What does your daughter regret about her reunion with her first family? Is she regretting the stress? The emotions? Being caught in between the wishes of two families?
Most adoptees wish we weren't adopted. Many wish they had been born into their adoptive families. Being adopted, having to deal with additional layers because of being adopted, can be exhausting.
I'm not quite clear on this: is the fun and interesting other family her biological one?
You say you adopted her as an infant. How old was she, exactly? Children adopted under 6 months don't have attachment problems (any more than a biological child would), children adopted at 6-12 months occasionally have attachment issues, and children adopted over 12 months often have attachment issues. (Although insecure/disorganized attachment is more common than full-blown RAD.)

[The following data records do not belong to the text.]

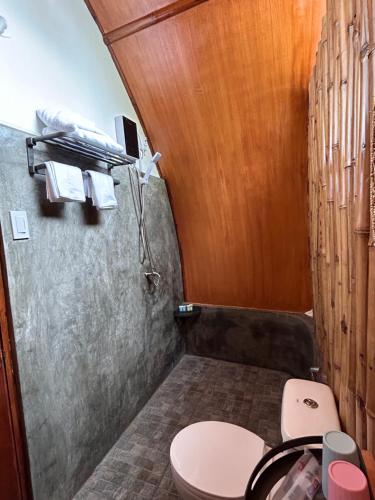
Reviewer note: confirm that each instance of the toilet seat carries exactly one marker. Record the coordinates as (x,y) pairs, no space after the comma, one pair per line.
(214,460)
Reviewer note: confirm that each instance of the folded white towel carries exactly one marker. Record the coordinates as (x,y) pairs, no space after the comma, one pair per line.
(100,187)
(65,120)
(94,139)
(64,182)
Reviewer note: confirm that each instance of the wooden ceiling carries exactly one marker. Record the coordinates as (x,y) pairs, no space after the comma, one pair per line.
(221,88)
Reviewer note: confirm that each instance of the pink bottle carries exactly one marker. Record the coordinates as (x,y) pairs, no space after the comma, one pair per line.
(346,482)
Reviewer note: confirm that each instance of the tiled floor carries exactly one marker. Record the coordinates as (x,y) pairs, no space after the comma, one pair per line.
(197,389)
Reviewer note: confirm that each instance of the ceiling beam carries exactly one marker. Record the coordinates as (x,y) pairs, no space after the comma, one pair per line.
(150,19)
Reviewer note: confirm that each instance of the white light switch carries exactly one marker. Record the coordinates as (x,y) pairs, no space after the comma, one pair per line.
(20,226)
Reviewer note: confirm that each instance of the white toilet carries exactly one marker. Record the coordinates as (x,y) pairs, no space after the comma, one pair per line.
(214,460)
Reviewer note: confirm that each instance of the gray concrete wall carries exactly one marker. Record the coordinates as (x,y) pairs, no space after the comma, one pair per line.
(92,342)
(275,340)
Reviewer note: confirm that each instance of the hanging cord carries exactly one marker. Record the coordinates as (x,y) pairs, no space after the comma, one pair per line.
(138,195)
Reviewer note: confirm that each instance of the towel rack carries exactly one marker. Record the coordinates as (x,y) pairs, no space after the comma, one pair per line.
(62,140)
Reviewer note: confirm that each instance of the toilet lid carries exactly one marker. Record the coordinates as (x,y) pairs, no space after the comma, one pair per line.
(216,458)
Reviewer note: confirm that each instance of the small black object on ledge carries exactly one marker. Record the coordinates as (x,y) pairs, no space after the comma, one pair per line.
(188,314)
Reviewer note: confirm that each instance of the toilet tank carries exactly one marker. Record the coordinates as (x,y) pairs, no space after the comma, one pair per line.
(308,409)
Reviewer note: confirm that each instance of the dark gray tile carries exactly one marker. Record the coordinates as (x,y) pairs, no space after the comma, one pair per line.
(197,389)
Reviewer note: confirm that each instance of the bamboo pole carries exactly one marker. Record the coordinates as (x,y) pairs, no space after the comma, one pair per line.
(370,344)
(342,243)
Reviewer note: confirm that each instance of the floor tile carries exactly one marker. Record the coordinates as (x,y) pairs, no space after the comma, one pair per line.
(137,467)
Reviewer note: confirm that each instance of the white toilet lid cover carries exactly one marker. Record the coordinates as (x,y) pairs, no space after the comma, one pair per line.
(216,458)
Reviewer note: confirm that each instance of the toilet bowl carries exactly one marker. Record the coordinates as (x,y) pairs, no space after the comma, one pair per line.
(214,460)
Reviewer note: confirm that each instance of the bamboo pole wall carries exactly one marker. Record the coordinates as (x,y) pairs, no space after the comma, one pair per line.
(342,209)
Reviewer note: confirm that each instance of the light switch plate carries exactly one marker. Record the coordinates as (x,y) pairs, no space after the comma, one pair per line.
(20,226)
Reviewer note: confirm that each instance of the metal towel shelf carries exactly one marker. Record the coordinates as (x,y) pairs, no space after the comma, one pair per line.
(63,140)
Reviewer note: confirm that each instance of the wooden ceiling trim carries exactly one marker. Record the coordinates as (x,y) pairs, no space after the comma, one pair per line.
(150,19)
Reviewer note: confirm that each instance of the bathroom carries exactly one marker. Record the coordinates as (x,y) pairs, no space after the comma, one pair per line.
(187,234)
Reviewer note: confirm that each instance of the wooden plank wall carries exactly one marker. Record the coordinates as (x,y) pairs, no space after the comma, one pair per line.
(341,172)
(221,87)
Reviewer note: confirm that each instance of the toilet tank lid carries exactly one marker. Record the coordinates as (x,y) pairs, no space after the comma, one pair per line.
(308,409)
(216,458)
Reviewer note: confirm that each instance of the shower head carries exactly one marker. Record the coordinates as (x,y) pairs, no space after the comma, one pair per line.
(153,278)
(154,160)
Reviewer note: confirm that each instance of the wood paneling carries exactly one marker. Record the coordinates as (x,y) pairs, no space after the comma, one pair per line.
(115,13)
(14,477)
(222,91)
(155,17)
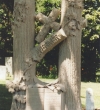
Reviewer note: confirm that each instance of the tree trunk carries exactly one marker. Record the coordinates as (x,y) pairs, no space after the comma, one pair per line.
(23,42)
(70,53)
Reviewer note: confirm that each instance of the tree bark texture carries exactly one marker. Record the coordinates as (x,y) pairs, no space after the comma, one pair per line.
(70,52)
(23,42)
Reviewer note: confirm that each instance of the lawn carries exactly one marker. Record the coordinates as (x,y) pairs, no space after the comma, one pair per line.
(5,96)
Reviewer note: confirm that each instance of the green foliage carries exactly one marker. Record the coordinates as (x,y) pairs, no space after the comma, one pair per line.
(91,40)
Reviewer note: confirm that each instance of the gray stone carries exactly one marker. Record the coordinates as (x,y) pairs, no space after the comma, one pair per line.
(89,99)
(2,72)
(44,99)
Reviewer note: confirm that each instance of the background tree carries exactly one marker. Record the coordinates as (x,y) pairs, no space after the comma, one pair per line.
(91,40)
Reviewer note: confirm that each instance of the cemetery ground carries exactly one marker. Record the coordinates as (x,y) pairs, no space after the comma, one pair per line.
(6,97)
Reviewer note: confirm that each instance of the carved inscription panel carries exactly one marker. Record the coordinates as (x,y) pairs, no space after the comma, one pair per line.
(43,99)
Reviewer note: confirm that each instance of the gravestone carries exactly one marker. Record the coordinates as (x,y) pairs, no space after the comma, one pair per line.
(44,99)
(8,64)
(89,99)
(2,72)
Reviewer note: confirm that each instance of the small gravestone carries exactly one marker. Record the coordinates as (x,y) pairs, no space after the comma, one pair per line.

You say you adopted her as an infant. How old was she, exactly? Children adopted under 6 months don't have attachment problems (any more than a biological child would), children adopted at 6-12 months occasionally have attachment issues, and children adopted over 12 months often have attachment issues. (Although insecure/disorganized attachment is more common than full-blown RAD.)

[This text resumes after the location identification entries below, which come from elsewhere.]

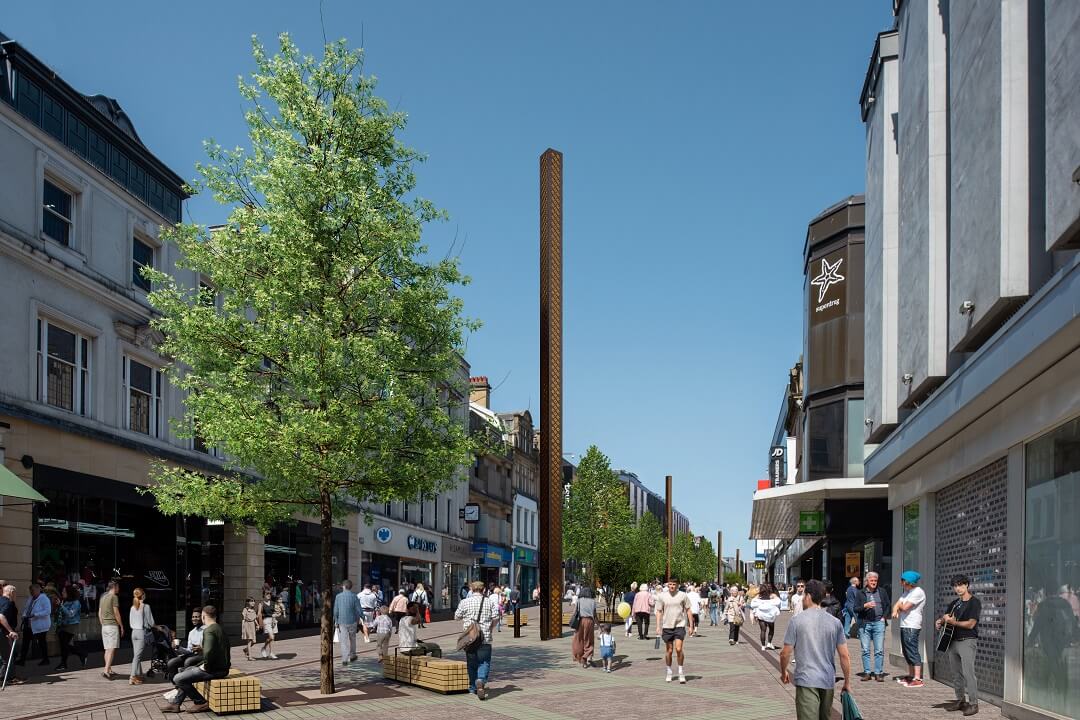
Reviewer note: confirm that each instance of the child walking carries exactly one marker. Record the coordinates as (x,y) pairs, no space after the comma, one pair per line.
(607,647)
(383,626)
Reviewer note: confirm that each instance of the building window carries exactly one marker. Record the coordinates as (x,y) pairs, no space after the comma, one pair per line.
(56,213)
(142,257)
(825,439)
(63,368)
(143,391)
(1052,571)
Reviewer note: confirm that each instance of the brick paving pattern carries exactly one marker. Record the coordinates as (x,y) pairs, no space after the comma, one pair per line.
(530,680)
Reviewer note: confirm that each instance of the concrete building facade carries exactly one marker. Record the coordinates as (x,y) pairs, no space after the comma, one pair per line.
(977,444)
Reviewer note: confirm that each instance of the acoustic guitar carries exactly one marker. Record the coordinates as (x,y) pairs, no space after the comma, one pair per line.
(945,635)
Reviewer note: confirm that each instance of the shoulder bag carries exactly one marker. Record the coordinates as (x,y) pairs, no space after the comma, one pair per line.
(472,638)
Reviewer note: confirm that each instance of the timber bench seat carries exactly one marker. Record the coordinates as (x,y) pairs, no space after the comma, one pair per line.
(443,676)
(237,693)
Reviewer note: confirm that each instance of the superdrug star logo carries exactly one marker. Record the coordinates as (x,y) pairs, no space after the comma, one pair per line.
(829,275)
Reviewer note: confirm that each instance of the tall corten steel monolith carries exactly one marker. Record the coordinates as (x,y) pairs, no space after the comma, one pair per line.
(551,394)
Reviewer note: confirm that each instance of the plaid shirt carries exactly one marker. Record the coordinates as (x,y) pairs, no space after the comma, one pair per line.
(472,605)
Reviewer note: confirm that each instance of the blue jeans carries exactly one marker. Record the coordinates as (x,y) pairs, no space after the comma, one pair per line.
(480,665)
(873,632)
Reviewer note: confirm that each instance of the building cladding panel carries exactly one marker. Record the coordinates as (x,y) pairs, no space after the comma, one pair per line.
(1063,122)
(971,539)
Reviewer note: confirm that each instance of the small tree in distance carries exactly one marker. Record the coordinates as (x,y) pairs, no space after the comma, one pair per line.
(322,355)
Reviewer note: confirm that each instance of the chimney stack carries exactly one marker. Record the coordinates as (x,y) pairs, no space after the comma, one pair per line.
(480,391)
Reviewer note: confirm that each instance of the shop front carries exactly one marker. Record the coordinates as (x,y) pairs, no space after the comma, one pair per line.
(293,567)
(494,562)
(458,564)
(401,556)
(94,530)
(526,572)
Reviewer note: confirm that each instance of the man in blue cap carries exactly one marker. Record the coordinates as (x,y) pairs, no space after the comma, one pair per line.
(908,610)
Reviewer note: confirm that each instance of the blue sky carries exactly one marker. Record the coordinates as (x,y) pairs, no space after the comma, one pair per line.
(699,139)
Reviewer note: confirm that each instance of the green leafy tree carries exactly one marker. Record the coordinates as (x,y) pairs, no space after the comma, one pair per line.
(321,355)
(598,522)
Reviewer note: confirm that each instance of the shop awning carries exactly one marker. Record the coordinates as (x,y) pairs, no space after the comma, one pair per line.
(13,486)
(777,510)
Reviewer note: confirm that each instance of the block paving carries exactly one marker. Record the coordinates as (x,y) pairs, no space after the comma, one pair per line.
(530,680)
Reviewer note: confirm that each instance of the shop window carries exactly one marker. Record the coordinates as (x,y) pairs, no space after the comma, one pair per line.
(825,439)
(63,363)
(1051,677)
(143,394)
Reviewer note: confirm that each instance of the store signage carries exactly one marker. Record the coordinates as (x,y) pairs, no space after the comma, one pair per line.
(778,465)
(811,522)
(828,290)
(421,544)
(472,513)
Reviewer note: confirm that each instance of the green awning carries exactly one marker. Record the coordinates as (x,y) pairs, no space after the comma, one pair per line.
(13,486)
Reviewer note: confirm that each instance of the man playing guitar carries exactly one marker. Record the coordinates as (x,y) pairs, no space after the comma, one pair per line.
(961,620)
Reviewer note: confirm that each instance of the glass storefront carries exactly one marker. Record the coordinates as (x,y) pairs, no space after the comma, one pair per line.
(293,567)
(117,534)
(1051,678)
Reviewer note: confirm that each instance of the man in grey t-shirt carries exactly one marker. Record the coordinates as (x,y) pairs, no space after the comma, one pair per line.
(815,638)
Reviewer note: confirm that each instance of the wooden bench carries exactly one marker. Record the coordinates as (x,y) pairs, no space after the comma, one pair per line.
(237,693)
(443,676)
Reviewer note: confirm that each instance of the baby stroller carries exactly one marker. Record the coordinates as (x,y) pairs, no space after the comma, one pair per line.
(161,650)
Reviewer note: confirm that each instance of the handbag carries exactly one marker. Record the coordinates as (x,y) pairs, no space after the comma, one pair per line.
(849,707)
(472,638)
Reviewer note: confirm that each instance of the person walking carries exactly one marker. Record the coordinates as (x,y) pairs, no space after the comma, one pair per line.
(585,610)
(962,616)
(67,626)
(673,619)
(795,601)
(850,596)
(766,610)
(347,613)
(397,607)
(270,612)
(248,626)
(908,610)
(814,638)
(872,609)
(37,619)
(368,602)
(191,652)
(140,620)
(215,665)
(9,630)
(112,627)
(642,610)
(480,610)
(629,599)
(733,615)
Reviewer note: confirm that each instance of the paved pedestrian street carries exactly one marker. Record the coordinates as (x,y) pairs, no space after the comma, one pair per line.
(531,680)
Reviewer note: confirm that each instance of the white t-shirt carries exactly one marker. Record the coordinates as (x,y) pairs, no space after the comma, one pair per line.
(913,619)
(766,610)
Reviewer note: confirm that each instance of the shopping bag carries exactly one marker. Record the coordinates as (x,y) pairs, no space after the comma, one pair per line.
(850,709)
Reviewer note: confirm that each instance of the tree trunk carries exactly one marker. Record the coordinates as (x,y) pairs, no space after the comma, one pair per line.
(326,622)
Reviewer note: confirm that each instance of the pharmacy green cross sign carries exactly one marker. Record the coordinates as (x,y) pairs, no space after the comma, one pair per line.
(811,522)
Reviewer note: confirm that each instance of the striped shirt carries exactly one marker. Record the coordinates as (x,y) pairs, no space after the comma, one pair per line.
(472,605)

This is absolutely incorrect I was adopted at 3 days old and would have met the diagnostic criteria for inhibited RAD as a teen had my parents had a therapist trained in adoption issues. Adoption is a loss regardless of age of placement and there is always the possibility of adoption related trauma. For the first few years I seemed attached in most ways, but as a preteen developed many of the issues you would see in a child with RAD. Even if what the OP is describing is not RAD it could very well be attachment related or grief and loss related, especially if her daughter is mourning the loss of a fantasy after reuniting with her birth family and finding her hopes and expectations were not met.
I was misdiagnosed as ODD and treated with "tough love" by desperate parents following the advice of a therapist who only treated the behaviors and not the underlying cause. It wasn't until I worked with a social worker in my late teens that the behaviors diminished, as she acknowledged my loss and helped me work through my grief. It took years of therapy after that to fully recover from the attachment issues. Incidently, one of the things that bothered my parents the most was my lack of physical affection.

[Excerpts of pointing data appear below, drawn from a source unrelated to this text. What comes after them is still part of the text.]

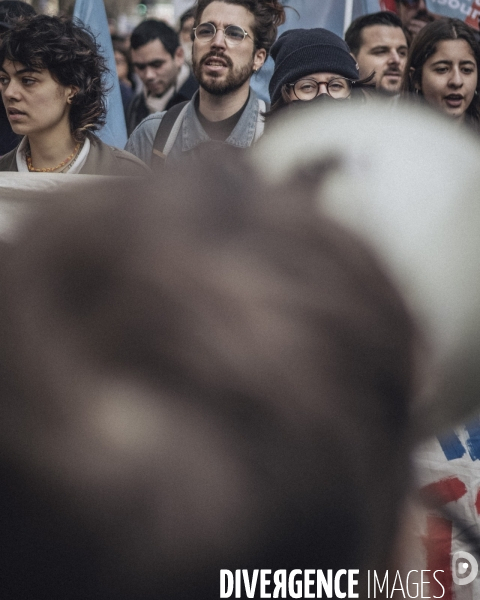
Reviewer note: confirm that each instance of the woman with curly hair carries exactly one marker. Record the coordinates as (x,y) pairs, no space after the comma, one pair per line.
(442,69)
(52,85)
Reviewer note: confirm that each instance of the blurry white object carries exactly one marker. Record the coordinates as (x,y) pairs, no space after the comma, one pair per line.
(407,182)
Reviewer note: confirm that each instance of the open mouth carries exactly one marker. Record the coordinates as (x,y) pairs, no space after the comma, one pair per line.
(14,113)
(216,62)
(454,100)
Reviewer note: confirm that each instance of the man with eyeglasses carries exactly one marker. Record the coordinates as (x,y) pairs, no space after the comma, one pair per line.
(231,41)
(414,14)
(158,59)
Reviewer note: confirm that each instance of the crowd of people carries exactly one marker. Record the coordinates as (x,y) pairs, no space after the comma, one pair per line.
(205,371)
(184,89)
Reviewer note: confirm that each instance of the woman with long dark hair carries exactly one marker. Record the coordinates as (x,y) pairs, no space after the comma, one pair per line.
(442,68)
(52,86)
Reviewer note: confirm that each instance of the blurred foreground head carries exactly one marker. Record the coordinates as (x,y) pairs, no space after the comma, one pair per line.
(201,378)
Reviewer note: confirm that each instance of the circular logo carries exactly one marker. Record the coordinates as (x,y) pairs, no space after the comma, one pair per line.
(464,568)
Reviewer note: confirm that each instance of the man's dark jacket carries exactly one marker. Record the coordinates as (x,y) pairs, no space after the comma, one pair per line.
(138,109)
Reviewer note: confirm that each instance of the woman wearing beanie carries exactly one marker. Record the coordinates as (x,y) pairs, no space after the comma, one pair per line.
(312,63)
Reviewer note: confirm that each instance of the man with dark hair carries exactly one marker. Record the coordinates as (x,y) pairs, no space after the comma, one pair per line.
(232,39)
(379,43)
(9,11)
(414,14)
(158,59)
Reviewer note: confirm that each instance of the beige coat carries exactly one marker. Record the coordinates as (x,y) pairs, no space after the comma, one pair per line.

My advice would be to validate her experiences and feelings whenever possible. You can set clear limits, but acknowledge her feelings when you do so. Offer to share what you can about her biological family. Withholding the truth, even if it is ugly, will only cause further negative feelings. Don't push her to talk if she doesn't seem open to it, but also make it clear that you are willing. If she does talk with you listen more than you speak, acknowledge her reality even if it is different than your own, and don't become defensive or judgemental. Remember this more than likely isn't about you. It is about her dealing with strong emotions that even adults struggle with. Dealing with them as a teen along with the normal hormonal changes and drive for independence makes everything harder!